Aggregating Data, The Hard Part
Amazing things can be accomplished with machine learning. But all of that power requires a large amount of “good”, “clean” data. Acquisition and processing of training data will take up a majority of time and effort. For the best accuracy, training data should have the same format and variance as the “real” data. For example, a model that is meant to classify Tweets should not be trained on Yelp reviews. The structure, tone and length are completely different. Training data must be labeled to be useful within supervised learning. Twitter allows searching of terms and hashtags which made aggregating ‘positive’ (this tweet exhibited the classification) data easy. The data corpus must also include ‘negative’ classifications (does not exhibit a classification) This ‘noise’ can be aggregated through the Twitter API “/sample” method. Have a plan regarding where both negative and positive data will come from.
With unlabeled data, labeling the training data into 1 or more classifications (an ML model can classify into N number of classifications) is an extremely human-labor intensive task. Amazon Mechanical Turk is an option, albeit an expensive one.
Data Cleanliness
“Clean” data means data which is free from irregularities, long outliers, or mis-labeled results. Raw data is very dirty; measurements may be in inconsistent units, the parameter scale may vary widely, etc. “Cleaning” data refers to removing the noise so the underlying patterns and structure can be inferred by the ML algorithm.
How Much is Enough
Short answer - until the model works well enough for the use case. Not entirely helpful, but data requirements depend on dimensionality and output space of the problem domain. It also depends on the relative variance of the ‘real world’ data the model will predict. For example - recipes have a rather standard format and vocabulary. (More standard than ‘tech blogs’ or the comment section on Youtube.) If the model classifies a continuous value from numerical data, scaling this data between 0-1, typically results in better outcomes.
It is even possible to have ‘too much’ data, which means the size of the dataset can slow down analysis, or introduce too much variance. In the case of too much variance, this shows the problem statement is overly vague and should be narrowed. To assess how much data is ‘enough’, observe the existing distribution of the data already collected. In the case of text data, the top 100, 1000, N words can give a feel for the dominant features. There will come a point where collecting more data will not affect the overall distribution.

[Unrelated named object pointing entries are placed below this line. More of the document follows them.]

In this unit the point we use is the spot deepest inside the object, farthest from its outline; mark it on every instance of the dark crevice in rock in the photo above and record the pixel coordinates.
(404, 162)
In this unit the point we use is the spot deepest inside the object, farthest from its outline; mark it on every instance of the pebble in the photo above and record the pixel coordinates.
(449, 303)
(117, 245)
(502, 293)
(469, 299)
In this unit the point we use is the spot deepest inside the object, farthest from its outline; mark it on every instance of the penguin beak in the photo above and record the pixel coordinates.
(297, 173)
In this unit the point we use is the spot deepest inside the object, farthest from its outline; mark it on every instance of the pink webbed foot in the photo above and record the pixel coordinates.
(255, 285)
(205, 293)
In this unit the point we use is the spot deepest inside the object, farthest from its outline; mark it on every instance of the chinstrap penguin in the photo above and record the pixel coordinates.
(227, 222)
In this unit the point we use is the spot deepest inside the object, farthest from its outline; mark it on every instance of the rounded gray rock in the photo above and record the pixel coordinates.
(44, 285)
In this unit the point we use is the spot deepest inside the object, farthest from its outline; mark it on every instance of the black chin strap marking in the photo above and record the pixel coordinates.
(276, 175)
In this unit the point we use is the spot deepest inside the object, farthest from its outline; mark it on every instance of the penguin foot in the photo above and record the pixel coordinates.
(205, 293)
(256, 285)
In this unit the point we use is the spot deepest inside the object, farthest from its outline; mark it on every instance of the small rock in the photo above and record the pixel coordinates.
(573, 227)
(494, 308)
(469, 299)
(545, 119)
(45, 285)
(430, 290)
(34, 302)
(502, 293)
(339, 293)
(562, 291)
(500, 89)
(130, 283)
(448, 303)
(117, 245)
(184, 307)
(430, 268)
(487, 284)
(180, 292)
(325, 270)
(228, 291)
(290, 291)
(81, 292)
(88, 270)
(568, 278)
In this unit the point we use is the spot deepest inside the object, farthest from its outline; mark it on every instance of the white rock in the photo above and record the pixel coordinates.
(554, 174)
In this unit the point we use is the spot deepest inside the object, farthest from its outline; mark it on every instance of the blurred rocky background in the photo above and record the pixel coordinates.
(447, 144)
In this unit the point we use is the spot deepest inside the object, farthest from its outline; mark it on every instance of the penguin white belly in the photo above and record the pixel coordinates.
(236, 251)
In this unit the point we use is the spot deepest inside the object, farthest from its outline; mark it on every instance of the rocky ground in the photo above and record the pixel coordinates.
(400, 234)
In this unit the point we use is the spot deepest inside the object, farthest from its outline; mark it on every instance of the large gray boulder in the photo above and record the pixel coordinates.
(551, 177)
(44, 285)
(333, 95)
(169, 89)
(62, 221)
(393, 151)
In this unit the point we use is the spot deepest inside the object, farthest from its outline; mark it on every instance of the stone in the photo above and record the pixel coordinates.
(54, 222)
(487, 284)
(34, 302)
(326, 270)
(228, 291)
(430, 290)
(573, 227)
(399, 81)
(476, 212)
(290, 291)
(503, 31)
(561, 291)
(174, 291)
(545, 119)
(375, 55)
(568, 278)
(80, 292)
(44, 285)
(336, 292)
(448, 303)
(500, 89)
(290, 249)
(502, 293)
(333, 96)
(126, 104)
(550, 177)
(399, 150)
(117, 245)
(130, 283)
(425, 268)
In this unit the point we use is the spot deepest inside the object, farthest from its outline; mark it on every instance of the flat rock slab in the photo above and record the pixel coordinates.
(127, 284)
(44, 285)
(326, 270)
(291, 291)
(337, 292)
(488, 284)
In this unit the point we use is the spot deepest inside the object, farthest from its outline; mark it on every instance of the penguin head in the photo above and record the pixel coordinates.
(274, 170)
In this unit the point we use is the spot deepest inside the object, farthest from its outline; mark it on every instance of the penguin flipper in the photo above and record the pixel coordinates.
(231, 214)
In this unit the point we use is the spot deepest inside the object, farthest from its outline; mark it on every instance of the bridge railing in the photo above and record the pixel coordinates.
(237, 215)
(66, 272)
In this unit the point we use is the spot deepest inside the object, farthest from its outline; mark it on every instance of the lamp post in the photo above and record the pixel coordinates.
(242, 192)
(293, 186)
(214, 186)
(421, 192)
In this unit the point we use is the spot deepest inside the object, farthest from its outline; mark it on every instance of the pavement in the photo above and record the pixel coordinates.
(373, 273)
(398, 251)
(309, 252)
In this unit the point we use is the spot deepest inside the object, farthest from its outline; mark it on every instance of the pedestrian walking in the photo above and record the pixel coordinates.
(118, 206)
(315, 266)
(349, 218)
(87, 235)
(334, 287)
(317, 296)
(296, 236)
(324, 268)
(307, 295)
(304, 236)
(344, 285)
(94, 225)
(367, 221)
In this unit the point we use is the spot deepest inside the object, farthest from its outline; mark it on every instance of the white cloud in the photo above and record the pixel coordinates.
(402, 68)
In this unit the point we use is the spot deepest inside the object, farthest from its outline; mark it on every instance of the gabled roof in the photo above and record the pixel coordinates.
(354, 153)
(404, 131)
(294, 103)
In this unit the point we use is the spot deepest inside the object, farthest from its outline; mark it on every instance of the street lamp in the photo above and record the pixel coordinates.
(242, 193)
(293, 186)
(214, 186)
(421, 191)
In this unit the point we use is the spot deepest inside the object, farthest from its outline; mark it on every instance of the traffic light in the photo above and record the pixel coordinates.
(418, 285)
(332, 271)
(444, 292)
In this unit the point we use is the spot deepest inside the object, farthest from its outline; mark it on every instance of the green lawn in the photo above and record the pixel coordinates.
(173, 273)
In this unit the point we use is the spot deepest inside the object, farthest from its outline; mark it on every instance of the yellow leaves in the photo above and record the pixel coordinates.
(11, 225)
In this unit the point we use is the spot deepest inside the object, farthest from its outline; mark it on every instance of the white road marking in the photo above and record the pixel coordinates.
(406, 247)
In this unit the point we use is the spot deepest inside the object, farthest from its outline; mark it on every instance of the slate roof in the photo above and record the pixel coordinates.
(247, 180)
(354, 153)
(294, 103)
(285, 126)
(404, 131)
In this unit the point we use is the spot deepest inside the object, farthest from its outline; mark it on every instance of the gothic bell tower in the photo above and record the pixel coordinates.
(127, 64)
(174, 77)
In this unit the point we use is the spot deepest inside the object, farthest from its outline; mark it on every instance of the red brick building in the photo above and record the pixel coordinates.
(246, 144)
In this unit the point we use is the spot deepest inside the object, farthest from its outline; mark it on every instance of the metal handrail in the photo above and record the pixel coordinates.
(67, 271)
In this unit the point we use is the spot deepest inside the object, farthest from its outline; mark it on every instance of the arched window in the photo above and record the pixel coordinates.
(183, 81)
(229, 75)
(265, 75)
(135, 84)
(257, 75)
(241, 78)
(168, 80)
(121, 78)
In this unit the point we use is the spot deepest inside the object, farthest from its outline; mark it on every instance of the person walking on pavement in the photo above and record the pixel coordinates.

When building an image classifier, the amount of data can be artificially boosted by rotating the image, randomly cropping, and adjusting the color scale. This may appear like a cheap trick, but boosting can often highlight meaningful training features in the data.
Curb Your Expectations
Machine learning is not a logical field. A function that determines if an input is divisible by 2 will always be correct, and can be proven to be correct. An ML model detects patterns within data, and then repeatedly tunes it’s parameters until the error rate is “good enough”. It’s not as much “learning” as fitting a large statistical curve. Just like humans, the model can still make mistakes, and can’t make inferences on subjects it hasn’t seen before. The strength of humans is still our ability to discern complex context, and create new ways of doing things.